In Greek mythology the pomegranate symbolizes fortune, fertility and prosperity. Traditionally, pomegranates are displayed as Christmas decorations around the home and on the doors of houses to invite fortune.
After the clock strikes midnight at New Year, it is customary to break a pomegranate by throwing it on the entrance doorstep. Yes it's another messy custom, but according to belief if the seeds spread on the floor it signifies happiness and health to the family.
Greek Christmas Holiday foods
Christmas Day is marked by a festive feast that includes various traditional dishes. Roast meats, sweets, and other special treats are prepared and shared with family and friends. Greek Christmas cuisine is rich in traditional dishes that are enjoyed by families during the festive season. Here are some common traditional Greek Christmas foods:
✨Christopsomo (Christ's Bread): This is a sweet, festive bread prepared for Christmas. It is often enriched with honey, orange zest, and various spices. The bread is usually decorated with a cross or other symbolic patterns.
✨Melomakarona: These are honey and walnut cookies, shaped like ovals and soaked in honey syrup. Melomakarona are a beloved sweet treat during the Christmas season and are often homemade.✨Kourabiedes: These are buttery shortbread cookies, typically shaped into crescents or rounds and dusted with powdered sugar. Kourabiedes are often made with almonds or walnuts and are a favorite Greek Christmas cookie.
✨Roast Lamb or Pork: Roast meats, such as lamb or pork, are commonly featured in Greek Christmas feasts.
✨Spanakopita and Tyropita: These are savory pastries filled with spinach and feta cheese (spanakopita) or a mixture of cheeses (tyropita). They are often served as part of the Christmas meal.
Learn more about the most popular Greek pies in our article here.
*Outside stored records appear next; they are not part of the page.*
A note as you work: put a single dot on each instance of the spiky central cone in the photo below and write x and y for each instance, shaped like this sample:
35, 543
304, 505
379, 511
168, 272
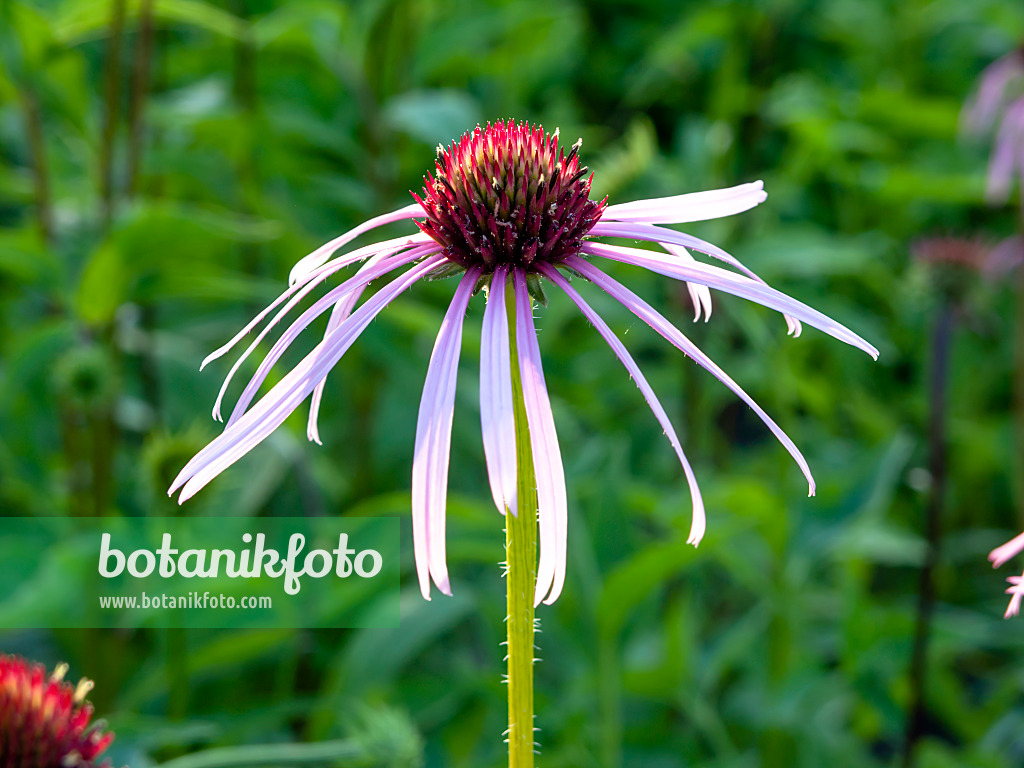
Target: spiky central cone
44, 722
507, 195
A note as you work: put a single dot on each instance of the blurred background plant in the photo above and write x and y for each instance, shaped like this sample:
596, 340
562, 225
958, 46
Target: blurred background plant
164, 162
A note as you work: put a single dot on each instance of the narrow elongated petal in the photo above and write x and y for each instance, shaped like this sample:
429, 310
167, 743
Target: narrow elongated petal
497, 416
551, 500
307, 263
1016, 591
698, 523
303, 321
676, 243
311, 279
679, 209
737, 285
669, 238
999, 555
699, 295
433, 442
340, 311
648, 314
284, 397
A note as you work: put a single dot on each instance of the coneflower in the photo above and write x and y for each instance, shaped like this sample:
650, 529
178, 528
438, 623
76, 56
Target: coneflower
505, 208
45, 722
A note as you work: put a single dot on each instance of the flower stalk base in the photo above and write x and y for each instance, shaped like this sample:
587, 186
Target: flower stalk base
520, 580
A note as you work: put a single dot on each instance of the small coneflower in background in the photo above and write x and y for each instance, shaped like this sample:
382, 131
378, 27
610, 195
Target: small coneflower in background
997, 105
44, 721
505, 210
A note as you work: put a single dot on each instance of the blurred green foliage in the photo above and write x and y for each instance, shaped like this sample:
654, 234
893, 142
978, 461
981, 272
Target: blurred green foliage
164, 162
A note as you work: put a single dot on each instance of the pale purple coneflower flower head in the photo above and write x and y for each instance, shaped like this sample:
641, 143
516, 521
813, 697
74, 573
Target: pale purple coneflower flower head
506, 208
997, 104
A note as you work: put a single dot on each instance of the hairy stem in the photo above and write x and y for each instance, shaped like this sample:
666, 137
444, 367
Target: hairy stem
520, 546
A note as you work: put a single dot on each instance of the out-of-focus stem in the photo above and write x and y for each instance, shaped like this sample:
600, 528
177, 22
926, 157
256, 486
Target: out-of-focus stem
40, 169
520, 580
933, 526
111, 100
139, 90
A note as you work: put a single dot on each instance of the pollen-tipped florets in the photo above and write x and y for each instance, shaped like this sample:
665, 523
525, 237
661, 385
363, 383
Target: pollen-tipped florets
44, 722
507, 195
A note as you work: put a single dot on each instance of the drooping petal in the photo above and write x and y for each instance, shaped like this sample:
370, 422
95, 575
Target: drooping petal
981, 110
303, 321
999, 555
698, 524
1006, 151
679, 209
341, 310
669, 238
284, 397
699, 295
551, 499
433, 442
388, 246
307, 263
737, 285
648, 314
497, 417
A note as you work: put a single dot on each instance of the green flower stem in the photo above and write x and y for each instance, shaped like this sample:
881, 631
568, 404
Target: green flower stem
520, 553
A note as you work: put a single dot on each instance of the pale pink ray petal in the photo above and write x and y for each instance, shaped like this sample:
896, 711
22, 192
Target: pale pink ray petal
1006, 147
648, 314
1017, 591
551, 499
669, 238
303, 321
433, 442
980, 111
340, 311
497, 415
698, 522
999, 555
388, 246
679, 209
284, 397
699, 295
737, 285
307, 263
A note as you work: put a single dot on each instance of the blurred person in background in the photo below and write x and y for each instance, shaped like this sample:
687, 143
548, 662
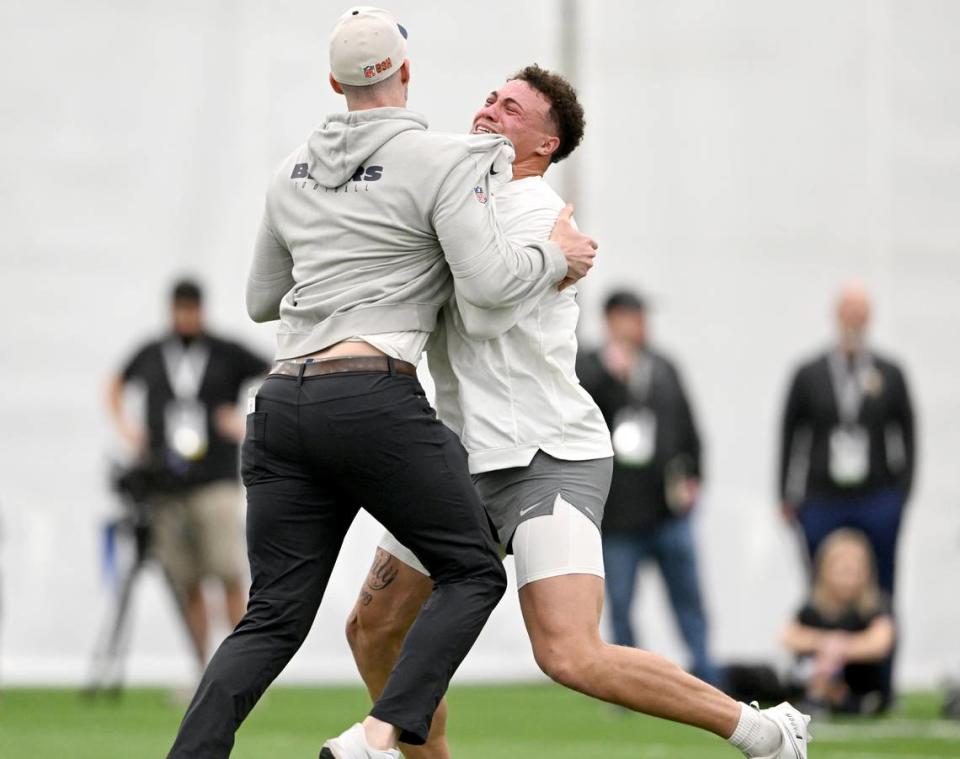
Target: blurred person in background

✨Avgolemono Soup: While not exclusive to Christmas, avgolemono soup (egg-lemon soup) is a comforting dish that may be served during the holiday season. Soup is a great way to gently break the 40-day lent. It is made with chicken or lamb broth, eggs, and lemon juice, creating a velvety and tangy soup.
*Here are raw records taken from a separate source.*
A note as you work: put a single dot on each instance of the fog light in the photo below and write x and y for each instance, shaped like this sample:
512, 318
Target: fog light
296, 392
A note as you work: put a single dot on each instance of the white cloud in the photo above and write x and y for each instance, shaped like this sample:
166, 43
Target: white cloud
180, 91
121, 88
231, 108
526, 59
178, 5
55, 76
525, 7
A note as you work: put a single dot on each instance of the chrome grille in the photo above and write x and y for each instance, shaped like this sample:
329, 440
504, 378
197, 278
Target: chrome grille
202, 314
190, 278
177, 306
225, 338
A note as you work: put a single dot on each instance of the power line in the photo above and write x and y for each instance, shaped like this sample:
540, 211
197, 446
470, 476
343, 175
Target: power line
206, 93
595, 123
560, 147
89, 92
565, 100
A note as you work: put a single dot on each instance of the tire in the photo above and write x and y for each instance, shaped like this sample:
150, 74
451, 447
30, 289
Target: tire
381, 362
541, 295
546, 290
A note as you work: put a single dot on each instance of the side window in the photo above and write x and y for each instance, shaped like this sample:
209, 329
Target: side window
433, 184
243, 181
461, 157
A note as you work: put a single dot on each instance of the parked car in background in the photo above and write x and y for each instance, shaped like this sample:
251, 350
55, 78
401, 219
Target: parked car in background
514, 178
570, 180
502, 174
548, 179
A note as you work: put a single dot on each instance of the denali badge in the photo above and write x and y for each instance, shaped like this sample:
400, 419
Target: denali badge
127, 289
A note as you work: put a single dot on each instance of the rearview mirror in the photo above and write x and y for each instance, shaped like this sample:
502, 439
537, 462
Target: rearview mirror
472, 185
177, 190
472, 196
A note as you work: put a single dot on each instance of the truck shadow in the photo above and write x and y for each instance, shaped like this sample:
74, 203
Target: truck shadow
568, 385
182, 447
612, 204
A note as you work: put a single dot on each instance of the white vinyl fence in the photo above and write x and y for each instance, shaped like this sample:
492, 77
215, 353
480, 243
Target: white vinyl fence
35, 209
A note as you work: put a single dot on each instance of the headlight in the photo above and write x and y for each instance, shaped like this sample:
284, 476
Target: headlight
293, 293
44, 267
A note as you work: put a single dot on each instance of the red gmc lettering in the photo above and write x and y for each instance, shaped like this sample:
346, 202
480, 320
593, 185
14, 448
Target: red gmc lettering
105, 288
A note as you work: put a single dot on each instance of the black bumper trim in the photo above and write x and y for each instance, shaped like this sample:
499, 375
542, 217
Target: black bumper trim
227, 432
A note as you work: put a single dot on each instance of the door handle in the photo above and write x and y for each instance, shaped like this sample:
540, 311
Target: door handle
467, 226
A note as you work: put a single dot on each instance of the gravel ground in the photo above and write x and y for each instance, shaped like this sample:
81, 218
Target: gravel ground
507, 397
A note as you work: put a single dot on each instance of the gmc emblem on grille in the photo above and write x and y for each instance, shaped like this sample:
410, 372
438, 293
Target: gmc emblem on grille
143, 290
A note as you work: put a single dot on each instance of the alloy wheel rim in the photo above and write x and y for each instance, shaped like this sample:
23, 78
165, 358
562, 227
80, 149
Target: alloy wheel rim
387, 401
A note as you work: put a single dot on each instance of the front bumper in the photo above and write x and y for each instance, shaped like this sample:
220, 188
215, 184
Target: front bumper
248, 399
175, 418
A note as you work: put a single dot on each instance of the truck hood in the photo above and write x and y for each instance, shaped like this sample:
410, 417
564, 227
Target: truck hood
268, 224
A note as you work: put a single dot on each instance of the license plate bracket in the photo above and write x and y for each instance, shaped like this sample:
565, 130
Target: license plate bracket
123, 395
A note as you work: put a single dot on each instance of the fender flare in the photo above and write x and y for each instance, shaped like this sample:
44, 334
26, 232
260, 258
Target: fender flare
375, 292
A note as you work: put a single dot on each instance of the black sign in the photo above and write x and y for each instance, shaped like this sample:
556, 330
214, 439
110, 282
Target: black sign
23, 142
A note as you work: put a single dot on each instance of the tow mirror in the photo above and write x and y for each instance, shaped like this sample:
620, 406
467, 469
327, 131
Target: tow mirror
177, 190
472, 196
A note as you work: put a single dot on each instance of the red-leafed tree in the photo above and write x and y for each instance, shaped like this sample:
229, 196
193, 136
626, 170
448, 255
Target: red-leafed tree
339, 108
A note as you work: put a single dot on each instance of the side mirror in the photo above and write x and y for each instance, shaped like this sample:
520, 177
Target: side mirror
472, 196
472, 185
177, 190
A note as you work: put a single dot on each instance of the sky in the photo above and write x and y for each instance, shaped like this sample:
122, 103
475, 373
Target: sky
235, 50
✨Vasilopita: A special cake prepared for New Year's Day, Vasilopita is named after Saint Basil (Agios Vasilis), and a coin is hidden inside the cake. The cake is cut and pieces assigned as follows: 1 for Christ, 1 for Virgin Mary and then 1 each for family members and guests from the oldest to the youngest. If someone isn't there you can assign them a piece. The person who finds the coin is believed to have good luck for the coming year.
These dishes, along with regional specialties, contribute to the festive and delicious Christmas celebrations in Greece. Families often gather to enjoy these traditional foods and share the joy of the holiday season.
Greeks love festivities (and feasts). For us holidays are a time to recount our blessings, connect and share precious moments with people we love.
Greek From Greece wishes everyone Happy holidays!